<!-- %{
  title: "Memory and retrieval-augmented agents",
  description: "Add persistent memory and retrieval-based context injection to AI agents.",
  category: :docs,
  order: 33,
  tags: [:docs, :learn, :ai, :memory, :retrieval, :rag, :livebook],
  draft: false,
  prerequisites: ["/docs/learn/task-planning-and-execution"],
  livebook: %{
    runnable: true,
    required_env_vars: [],
    requires_network: false,
    setup_instructions: "No API keys required. Run the setup cell, then execute the examples in order."
  }
} -->

## Prerequisites

Complete [Task planning and execution](/docs/learn/task-planning-and-execution) before starting. You need a working understanding of stateful agents, Memory spaces, and `cmd/2`.

## Setup

```elixir
Mix.install([
  {{mix_dep:jido}},
  {{mix_dep:jido_ai}},
  {{mix_dep:req_llm}}
])

Logger.configure(level: :warning)

# Livebook imports can execute generated docs as doctests.
# Disable compiler docs until the current Jido Hex release drops the invalid signal_types/0 example.
Code.put_compiler_option(:docs, false)
```

This tutorial runs entirely locally. No provider keys or network calls are required.

## Why memory matters

A stateless Agent loses all context between turns. Ask it a question, get an answer, ask a follow-up, and it has no idea what you said before. Every interaction starts from zero.
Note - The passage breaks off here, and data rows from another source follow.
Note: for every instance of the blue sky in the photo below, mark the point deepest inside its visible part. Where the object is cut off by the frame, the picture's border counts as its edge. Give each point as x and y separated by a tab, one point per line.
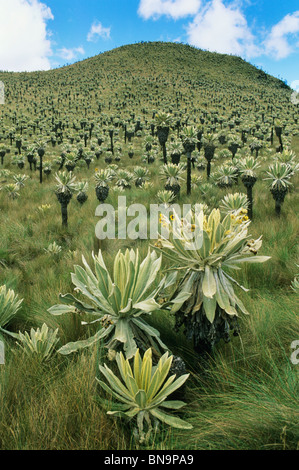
38	35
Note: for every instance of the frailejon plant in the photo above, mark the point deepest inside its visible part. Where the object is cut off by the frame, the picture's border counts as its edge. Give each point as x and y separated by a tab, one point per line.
295	283
173	175
118	301
163	122
189	140
40	343
64	192
203	249
232	203
10	304
247	167
143	391
279	175
102	178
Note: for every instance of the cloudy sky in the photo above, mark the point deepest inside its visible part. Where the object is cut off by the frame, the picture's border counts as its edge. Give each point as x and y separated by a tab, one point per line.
39	35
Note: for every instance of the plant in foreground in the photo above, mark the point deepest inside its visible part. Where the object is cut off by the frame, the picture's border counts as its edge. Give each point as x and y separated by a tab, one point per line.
203	248
118	301
144	392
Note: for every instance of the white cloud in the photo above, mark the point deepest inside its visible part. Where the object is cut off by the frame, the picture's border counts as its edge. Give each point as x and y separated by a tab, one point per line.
173	8
279	42
23	35
222	29
70	54
97	30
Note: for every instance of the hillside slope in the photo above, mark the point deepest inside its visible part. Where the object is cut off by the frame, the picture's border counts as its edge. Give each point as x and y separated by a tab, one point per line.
148	75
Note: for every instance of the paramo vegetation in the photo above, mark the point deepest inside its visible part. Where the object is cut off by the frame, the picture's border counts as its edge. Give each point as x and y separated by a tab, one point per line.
157	344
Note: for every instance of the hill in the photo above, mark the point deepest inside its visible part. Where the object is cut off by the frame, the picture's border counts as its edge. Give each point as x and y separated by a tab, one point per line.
138	78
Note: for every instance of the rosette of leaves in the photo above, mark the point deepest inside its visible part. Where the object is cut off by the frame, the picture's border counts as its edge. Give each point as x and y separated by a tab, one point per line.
255	145
234	144
108	157
226	176
204	248
82	188
124	179
175	150
173	175
10	304
88	158
12	190
18	160
247	167
47	168
39	343
3	151
20	180
166	198
209	144
189	140
148	143
141	393
118	301
70	162
40	146
288	157
53	249
295	283
232	203
66	186
131	151
163	122
141	175
102	178
279	175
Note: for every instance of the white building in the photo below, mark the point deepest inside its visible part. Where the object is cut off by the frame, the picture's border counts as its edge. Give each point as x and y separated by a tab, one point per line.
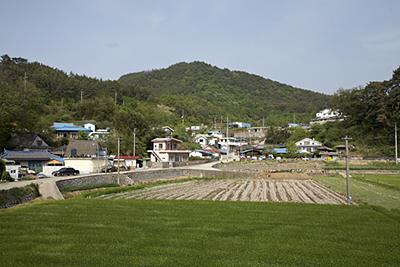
215	133
326	115
85	165
201	139
99	134
12	168
308	145
90	126
167	150
231	142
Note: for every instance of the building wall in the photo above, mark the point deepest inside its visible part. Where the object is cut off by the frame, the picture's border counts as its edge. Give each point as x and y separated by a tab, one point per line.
13	170
85	166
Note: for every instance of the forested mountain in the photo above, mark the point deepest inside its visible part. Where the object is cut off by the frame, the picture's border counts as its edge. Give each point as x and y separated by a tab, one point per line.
34	95
203	91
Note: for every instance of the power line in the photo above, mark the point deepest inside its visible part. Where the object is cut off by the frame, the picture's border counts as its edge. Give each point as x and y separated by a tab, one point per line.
347	170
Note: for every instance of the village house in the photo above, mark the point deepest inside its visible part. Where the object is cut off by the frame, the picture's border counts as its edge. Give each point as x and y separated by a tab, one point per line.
232	142
12	168
167	150
99	134
252	132
168	130
201	139
204	154
32	159
308	145
27	140
238	124
84	149
68	130
326	115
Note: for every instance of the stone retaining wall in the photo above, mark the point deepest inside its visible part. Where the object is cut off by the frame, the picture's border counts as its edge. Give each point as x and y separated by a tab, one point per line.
15	196
128	178
96	179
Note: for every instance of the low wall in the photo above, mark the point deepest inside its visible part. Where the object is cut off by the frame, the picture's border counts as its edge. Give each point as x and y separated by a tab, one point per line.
97	179
190	162
18	195
128	178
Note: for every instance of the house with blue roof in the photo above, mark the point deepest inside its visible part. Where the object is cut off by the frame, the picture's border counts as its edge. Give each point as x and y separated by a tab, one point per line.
33	159
68	130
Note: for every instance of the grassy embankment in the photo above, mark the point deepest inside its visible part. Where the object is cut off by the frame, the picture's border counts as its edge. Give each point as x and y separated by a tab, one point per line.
379	190
92	232
334	165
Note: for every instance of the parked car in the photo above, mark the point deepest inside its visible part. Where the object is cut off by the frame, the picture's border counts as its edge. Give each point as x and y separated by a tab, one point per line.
65	172
41	175
109	168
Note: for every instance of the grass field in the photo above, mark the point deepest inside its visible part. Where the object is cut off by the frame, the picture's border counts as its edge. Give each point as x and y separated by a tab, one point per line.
90	232
379	190
334	165
389	181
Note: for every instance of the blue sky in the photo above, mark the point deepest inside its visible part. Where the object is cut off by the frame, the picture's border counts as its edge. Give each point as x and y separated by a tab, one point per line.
314	44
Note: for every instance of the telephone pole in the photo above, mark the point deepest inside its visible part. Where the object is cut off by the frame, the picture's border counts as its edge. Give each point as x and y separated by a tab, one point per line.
25	77
118	152
395	143
134	141
347	170
227	138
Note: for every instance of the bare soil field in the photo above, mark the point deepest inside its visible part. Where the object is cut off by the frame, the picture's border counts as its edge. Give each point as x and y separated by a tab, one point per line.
254	189
274	166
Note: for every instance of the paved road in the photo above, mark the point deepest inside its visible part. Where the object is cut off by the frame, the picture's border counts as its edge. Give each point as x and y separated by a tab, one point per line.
5	186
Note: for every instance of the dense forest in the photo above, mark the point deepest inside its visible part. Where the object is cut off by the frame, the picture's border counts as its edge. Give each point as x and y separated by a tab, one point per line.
34	95
370	114
203	92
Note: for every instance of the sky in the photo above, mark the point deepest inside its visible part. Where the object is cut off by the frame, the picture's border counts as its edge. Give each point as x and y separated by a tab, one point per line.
321	45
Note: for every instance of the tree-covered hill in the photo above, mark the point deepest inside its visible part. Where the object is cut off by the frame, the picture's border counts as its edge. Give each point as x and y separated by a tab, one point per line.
200	90
34	95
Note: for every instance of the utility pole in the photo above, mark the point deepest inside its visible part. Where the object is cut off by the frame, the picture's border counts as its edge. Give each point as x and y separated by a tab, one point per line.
227	138
118	152
347	170
134	141
395	142
25	77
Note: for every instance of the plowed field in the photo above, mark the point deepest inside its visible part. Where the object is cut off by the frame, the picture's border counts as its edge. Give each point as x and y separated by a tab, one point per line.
305	191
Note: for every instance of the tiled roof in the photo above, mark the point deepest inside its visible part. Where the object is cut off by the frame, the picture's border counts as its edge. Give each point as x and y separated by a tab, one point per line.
31	155
68	127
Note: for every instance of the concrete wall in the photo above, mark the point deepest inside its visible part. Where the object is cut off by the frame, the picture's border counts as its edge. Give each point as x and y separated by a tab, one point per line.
128	178
47	170
96	179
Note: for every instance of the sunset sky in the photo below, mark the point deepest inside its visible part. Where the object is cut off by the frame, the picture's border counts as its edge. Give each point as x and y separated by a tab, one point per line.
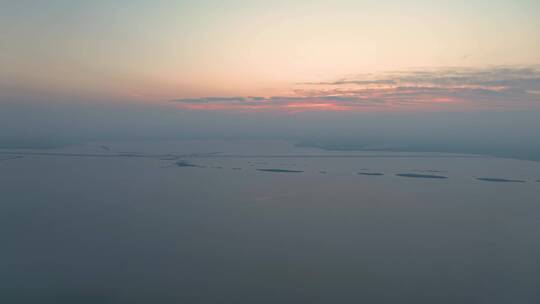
278	55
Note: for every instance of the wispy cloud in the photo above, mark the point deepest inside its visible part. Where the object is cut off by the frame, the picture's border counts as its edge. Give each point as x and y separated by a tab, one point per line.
449	88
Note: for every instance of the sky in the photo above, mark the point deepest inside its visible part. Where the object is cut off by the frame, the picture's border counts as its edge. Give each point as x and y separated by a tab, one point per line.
160	50
270	68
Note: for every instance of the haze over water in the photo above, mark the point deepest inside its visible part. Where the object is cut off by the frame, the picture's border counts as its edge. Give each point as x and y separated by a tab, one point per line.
269	151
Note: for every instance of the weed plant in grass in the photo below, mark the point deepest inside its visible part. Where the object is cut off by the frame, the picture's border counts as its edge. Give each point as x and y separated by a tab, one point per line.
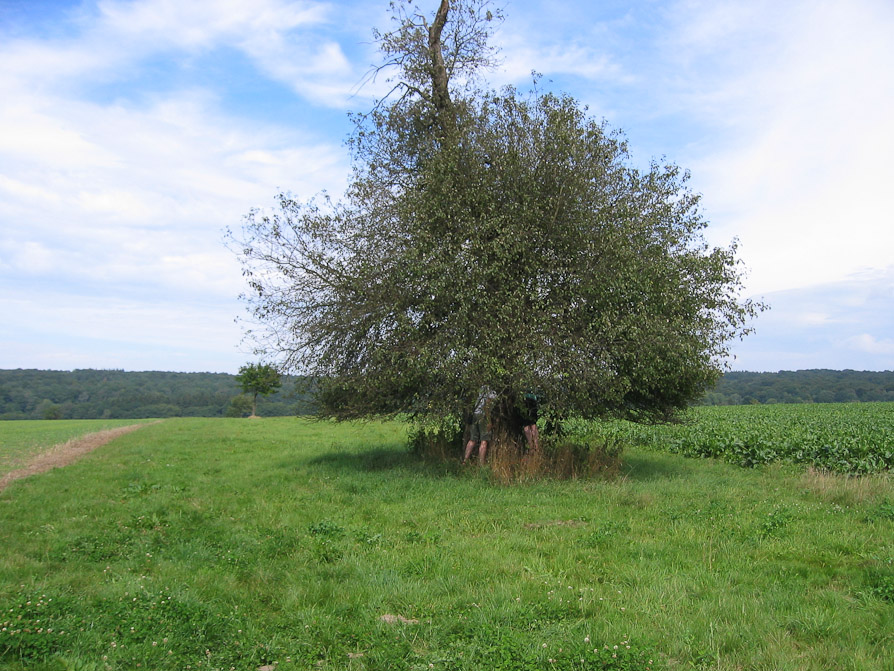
22	439
238	544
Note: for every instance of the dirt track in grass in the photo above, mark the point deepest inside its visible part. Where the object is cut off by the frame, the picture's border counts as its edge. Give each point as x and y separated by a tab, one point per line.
65	453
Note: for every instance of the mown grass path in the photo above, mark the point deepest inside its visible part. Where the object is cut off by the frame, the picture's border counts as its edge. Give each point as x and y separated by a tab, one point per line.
64	454
218	544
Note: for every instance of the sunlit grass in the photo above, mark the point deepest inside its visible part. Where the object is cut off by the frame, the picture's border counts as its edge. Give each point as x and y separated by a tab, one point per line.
243	543
20	440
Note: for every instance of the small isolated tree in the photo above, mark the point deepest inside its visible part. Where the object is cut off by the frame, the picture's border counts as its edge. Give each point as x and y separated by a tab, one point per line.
492	239
240	406
258	379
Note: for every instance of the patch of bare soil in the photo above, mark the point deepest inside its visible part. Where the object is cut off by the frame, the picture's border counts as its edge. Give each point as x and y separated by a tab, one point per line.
65	453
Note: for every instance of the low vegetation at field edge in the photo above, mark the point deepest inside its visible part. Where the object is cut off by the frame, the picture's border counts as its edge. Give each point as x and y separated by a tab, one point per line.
219	544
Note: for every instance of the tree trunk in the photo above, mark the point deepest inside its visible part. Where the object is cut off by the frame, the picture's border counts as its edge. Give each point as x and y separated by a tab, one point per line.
439	76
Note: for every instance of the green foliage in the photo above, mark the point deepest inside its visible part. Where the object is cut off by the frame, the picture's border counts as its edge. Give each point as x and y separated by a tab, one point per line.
492	238
844	438
258	379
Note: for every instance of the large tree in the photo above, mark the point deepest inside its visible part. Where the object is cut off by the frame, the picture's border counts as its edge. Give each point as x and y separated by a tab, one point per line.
492	239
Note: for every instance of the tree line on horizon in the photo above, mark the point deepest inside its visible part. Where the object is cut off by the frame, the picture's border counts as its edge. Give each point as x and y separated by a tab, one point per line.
118	394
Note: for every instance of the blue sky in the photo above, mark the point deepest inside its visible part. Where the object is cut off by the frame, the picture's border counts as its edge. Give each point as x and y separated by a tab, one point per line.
133	132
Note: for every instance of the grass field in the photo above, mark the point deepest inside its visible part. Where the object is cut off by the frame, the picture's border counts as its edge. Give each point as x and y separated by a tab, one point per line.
20	440
243	544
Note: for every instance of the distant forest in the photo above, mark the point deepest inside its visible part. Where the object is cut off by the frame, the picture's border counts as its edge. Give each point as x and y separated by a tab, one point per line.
116	394
802	386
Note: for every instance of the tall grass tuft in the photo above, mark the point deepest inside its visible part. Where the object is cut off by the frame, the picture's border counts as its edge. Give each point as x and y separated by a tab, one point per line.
578	454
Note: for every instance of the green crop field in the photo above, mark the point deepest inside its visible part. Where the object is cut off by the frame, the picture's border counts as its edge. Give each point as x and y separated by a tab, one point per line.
20	440
288	544
842	437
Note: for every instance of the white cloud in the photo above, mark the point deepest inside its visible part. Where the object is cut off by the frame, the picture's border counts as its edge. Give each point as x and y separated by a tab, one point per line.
803	135
872	345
Jido provides three complementary memory layers to solve this:

- **Memory Plugin** stores structured data in named Spaces (key-value maps or ordered lists).
- **Thread Plugin** maintains an append-only conversation log with typed entries.
- **Retrieval Store** enables semantic recall over a corpus of text documents.

Each layer solves a different problem. You can use them independently or combine all three for a retrieval-augmented Agent.

## Memory Plugin

The Memory Plugin stores structured data under `agent.state[:__memory__]`, organized into named Spaces. Each Space holds either a map (for key-value lookups) or a list (for ordered collections).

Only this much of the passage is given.